柑橘系の香りとミルクの風味がふわりと口の中に広がり、私は初めて飲む本格的な紅茶の美味しさに心底驚いた。
「冬華、これ、めっちゃ美味しいよっ!」
「ふふ、そうでしょ? さっき永月くんが持ってきてくれた茶葉を、さっそく淹れてみたんだ。永月くんはこっちに来る度に、いつも美味しいもの差し入れしてくれるんだ」
冬華はにこりと笑って、ソーサーを添えながらティーカップを持って口元に近づけ、香りを楽しむように目を閉じた後、口を付けた。
え? あいつ差し入れなんかするんだ。絶対しなさそうな感じなのに。なんか、よく分かんない奴だな。
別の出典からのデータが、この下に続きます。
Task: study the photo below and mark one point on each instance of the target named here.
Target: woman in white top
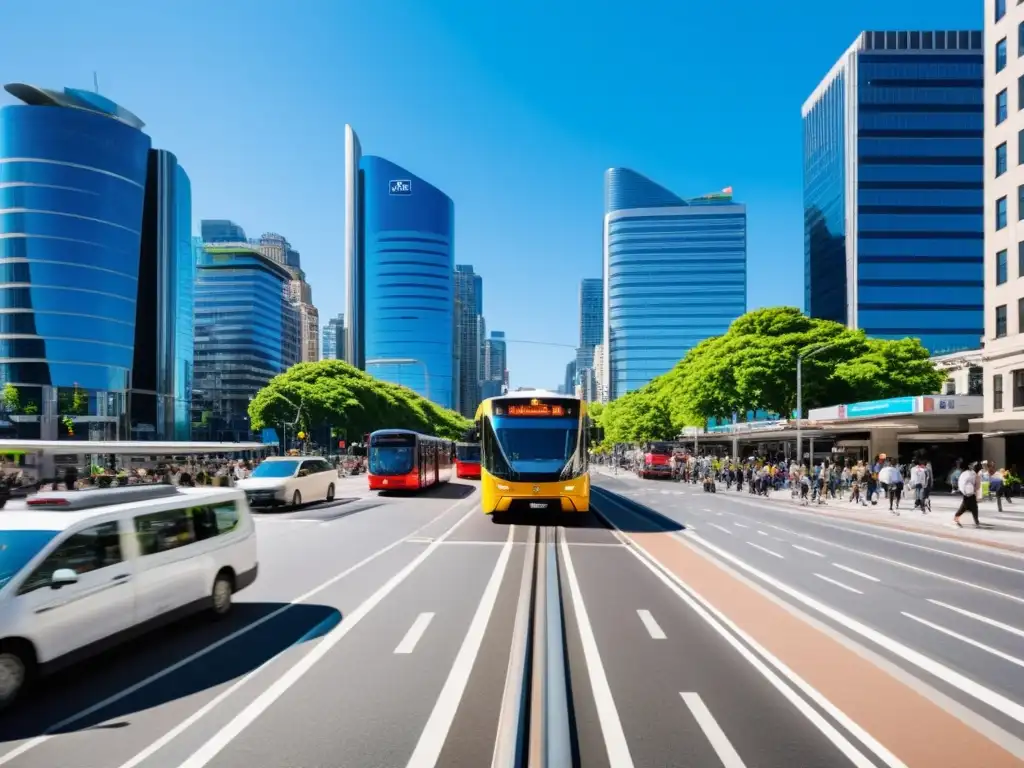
(968, 486)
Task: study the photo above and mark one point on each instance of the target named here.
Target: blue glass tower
(73, 176)
(893, 177)
(243, 321)
(402, 306)
(675, 273)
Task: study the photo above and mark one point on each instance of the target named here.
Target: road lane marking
(766, 550)
(979, 617)
(838, 584)
(966, 639)
(951, 677)
(719, 622)
(854, 526)
(607, 715)
(435, 732)
(848, 569)
(655, 632)
(808, 551)
(271, 693)
(719, 741)
(408, 644)
(124, 692)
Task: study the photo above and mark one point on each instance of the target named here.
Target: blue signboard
(890, 407)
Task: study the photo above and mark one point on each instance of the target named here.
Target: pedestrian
(967, 484)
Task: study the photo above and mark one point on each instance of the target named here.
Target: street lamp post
(809, 352)
(406, 361)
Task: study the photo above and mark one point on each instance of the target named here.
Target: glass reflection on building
(408, 261)
(73, 173)
(676, 273)
(243, 328)
(893, 140)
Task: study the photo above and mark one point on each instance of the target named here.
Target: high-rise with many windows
(333, 347)
(675, 272)
(96, 333)
(893, 219)
(244, 328)
(399, 266)
(468, 287)
(1004, 226)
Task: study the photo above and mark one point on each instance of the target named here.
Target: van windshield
(17, 547)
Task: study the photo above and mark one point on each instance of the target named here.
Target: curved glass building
(675, 273)
(73, 173)
(407, 267)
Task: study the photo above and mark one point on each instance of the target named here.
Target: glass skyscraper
(244, 329)
(399, 263)
(675, 273)
(893, 178)
(94, 240)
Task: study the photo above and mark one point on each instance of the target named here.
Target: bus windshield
(391, 454)
(469, 454)
(544, 450)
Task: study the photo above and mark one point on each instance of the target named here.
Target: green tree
(753, 367)
(349, 401)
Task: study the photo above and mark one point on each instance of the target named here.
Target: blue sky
(514, 110)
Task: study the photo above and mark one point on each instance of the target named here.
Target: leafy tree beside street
(753, 367)
(333, 393)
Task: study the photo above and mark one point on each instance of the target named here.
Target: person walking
(967, 484)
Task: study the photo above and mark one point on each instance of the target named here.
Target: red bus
(402, 460)
(467, 460)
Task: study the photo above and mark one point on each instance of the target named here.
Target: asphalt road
(378, 634)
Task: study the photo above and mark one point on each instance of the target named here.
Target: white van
(81, 570)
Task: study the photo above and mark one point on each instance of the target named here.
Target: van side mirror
(62, 578)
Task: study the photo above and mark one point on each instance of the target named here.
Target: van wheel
(15, 669)
(223, 588)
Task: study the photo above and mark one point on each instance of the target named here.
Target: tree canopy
(350, 401)
(753, 367)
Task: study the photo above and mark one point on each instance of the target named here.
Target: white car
(81, 570)
(290, 479)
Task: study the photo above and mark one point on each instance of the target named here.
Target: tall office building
(496, 374)
(95, 335)
(675, 273)
(244, 336)
(278, 249)
(591, 332)
(1004, 195)
(468, 287)
(334, 339)
(399, 264)
(160, 398)
(893, 201)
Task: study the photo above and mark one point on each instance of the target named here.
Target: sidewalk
(1001, 530)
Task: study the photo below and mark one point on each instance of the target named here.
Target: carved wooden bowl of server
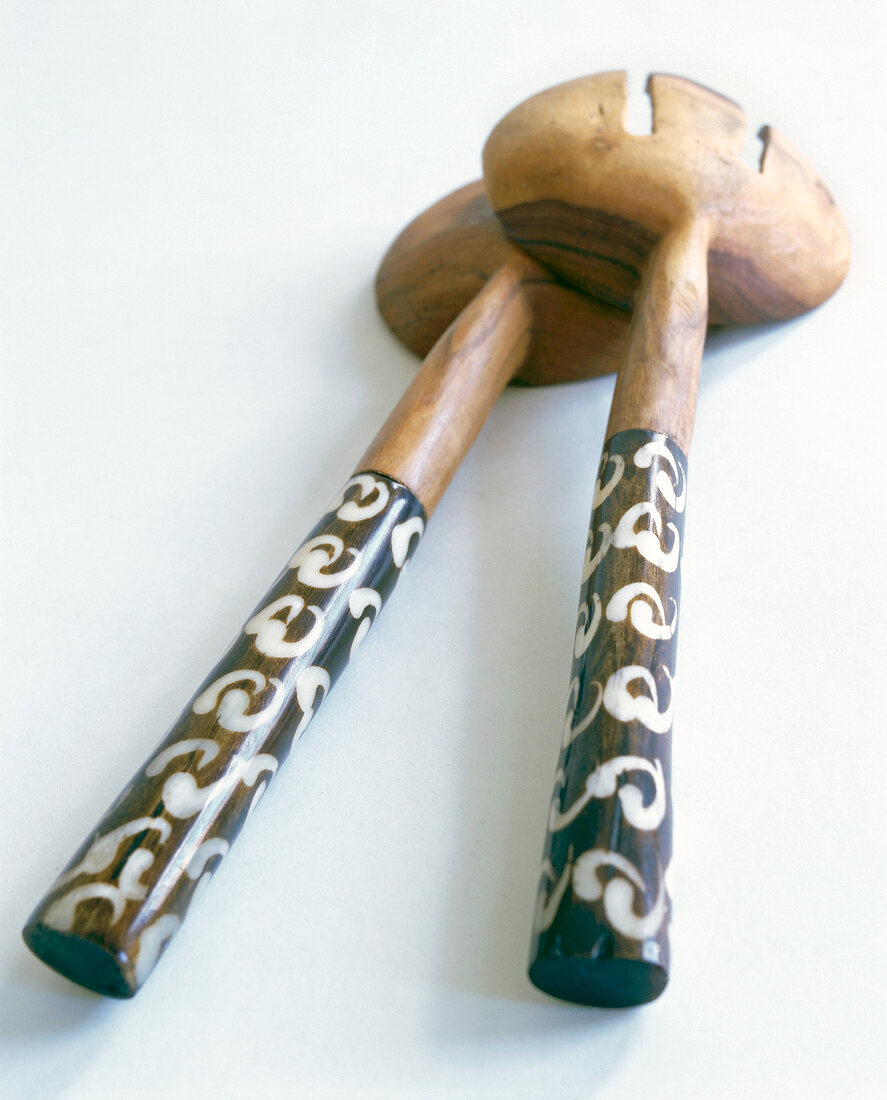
(677, 227)
(483, 314)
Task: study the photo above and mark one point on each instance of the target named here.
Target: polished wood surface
(453, 288)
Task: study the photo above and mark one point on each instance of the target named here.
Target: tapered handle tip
(605, 982)
(83, 960)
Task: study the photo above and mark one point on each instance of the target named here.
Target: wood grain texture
(455, 288)
(601, 927)
(589, 199)
(445, 257)
(447, 403)
(112, 912)
(614, 213)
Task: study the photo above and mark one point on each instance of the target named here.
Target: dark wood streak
(600, 253)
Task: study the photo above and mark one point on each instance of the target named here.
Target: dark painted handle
(111, 913)
(601, 932)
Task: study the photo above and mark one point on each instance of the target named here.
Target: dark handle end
(601, 932)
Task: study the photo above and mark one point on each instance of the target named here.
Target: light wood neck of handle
(436, 421)
(657, 385)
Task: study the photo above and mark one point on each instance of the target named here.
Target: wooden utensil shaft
(601, 928)
(113, 910)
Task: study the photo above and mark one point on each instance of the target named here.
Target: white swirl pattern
(271, 631)
(252, 704)
(639, 496)
(316, 556)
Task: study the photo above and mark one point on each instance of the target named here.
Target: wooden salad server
(486, 314)
(675, 224)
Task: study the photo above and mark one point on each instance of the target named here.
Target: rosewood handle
(601, 928)
(113, 910)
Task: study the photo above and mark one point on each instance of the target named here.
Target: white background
(195, 197)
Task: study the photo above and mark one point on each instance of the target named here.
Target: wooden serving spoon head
(590, 200)
(445, 257)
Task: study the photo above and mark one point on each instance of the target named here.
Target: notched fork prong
(681, 105)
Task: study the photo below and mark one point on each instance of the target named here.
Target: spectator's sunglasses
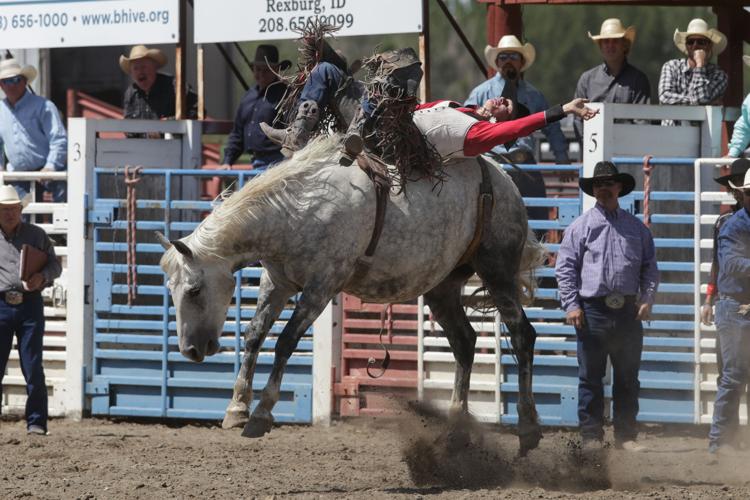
(607, 183)
(509, 56)
(699, 42)
(13, 80)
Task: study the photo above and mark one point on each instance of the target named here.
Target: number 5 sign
(240, 20)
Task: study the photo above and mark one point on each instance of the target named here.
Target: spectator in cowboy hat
(259, 106)
(615, 80)
(32, 135)
(151, 96)
(510, 58)
(732, 321)
(21, 304)
(694, 80)
(741, 133)
(607, 276)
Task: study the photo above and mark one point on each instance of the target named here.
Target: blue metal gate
(136, 367)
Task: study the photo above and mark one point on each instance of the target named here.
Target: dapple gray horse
(308, 221)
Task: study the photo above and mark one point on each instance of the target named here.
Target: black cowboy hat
(736, 172)
(269, 55)
(605, 171)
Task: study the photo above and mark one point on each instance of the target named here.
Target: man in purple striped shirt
(607, 277)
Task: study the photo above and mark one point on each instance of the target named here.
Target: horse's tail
(534, 255)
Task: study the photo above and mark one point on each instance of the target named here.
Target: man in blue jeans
(732, 321)
(21, 305)
(607, 278)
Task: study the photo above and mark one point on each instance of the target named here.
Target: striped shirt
(604, 252)
(681, 84)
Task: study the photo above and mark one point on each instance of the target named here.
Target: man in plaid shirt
(693, 80)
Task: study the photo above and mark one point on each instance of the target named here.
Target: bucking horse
(310, 221)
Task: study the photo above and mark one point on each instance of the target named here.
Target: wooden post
(180, 60)
(424, 52)
(502, 20)
(201, 84)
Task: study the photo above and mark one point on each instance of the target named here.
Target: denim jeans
(26, 322)
(734, 334)
(618, 335)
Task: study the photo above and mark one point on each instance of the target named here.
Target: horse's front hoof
(529, 440)
(234, 419)
(256, 427)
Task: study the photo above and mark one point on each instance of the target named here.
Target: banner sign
(34, 24)
(243, 20)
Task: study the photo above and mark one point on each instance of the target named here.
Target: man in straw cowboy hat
(615, 80)
(32, 134)
(694, 80)
(741, 134)
(732, 321)
(151, 96)
(607, 276)
(21, 304)
(258, 106)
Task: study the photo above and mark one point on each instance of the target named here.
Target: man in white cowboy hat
(694, 80)
(151, 96)
(21, 304)
(615, 80)
(258, 106)
(510, 58)
(741, 134)
(607, 276)
(732, 321)
(32, 135)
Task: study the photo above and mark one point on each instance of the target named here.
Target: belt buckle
(13, 297)
(615, 300)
紅茶をちびちび飲みながら、私は本題に入るべく、冬華に問いかけた。
「冬華さっき言ってたよね? 私はこれから一週間くらいは先輩についてもらって、エナジクトの使用に慣れるための訓練をするって。なのに明日から任務なの?」
「ああ、そうだったね。そのつもりだったんだけど、手続きの進みが思ってたより進んでたみたいで、急遽明日から入ってもらうことになったの……永月くんから聞いたかな? 警察にも、私達スリーシックスみたいに宇宙人をやっつけるための部署があるって」
「ああ、それはさっき史郎さんから聞いたよ。確か公安の第六感? ……みたいな名前のとこだっけ?」
「警視庁公安部、外事第六課、地球外生命体対策本部。通称『6課』。私達の競合他社みたいなものだね」
「競合他社? 史郎さんは協力関係にあるって言ってたけど」
「表向きはね。スリーシックスと6課は、協力関係という名目の下、相手の持っている情報を探ったり、相手より先に動いたり、水面下で手柄を取り合ってるんだ。6課がこっちに永月くんを寄越してくるのも、こちらの動きを探るためってのもあるだろうね」
なるほど。それで『差し入れ』か……同じ標的を狙う者同士、色々あるんだな。
「冬華。私の任務ってどんなの? 私、まだ入ったばかりだから……上手く出来る自信全然ないんだけど」
「それに関しては安心して。今回は比較的軽めの任務だし。6課との共同作戦だから、アイちゃん一人じゃないしね」
「共同作戦? 誰と一緒に組むの?」
「あれ? さっき顔合わせは済んだでしょ? 永月くんは、『明日からの共同作戦について、少し話しておきました』って」
「え、あいつ確かにそんな事言ってたけど。私と一緒に組む人の情報なんか、一切言ってなかったよ?」
「んん? 話が噛み合ってないな? さては永月くん、ほんとはアイちゃんに何も話してない感じか~」
う~んと冬華は口元に指先を当てて唸る。
なんだろう。なんか、めちゃくちゃ嫌な予感がするんですけど。
「あ、あの、冬華……私が組む相手って?」
お願いだから『あいつ』以外にしてっ! お願い。神様仏様っ!
祈るような気持ちで問いかけ、手汗を滲ませながら冬華を見る。すると冬華の艷やかな唇が弧を描き、開いた。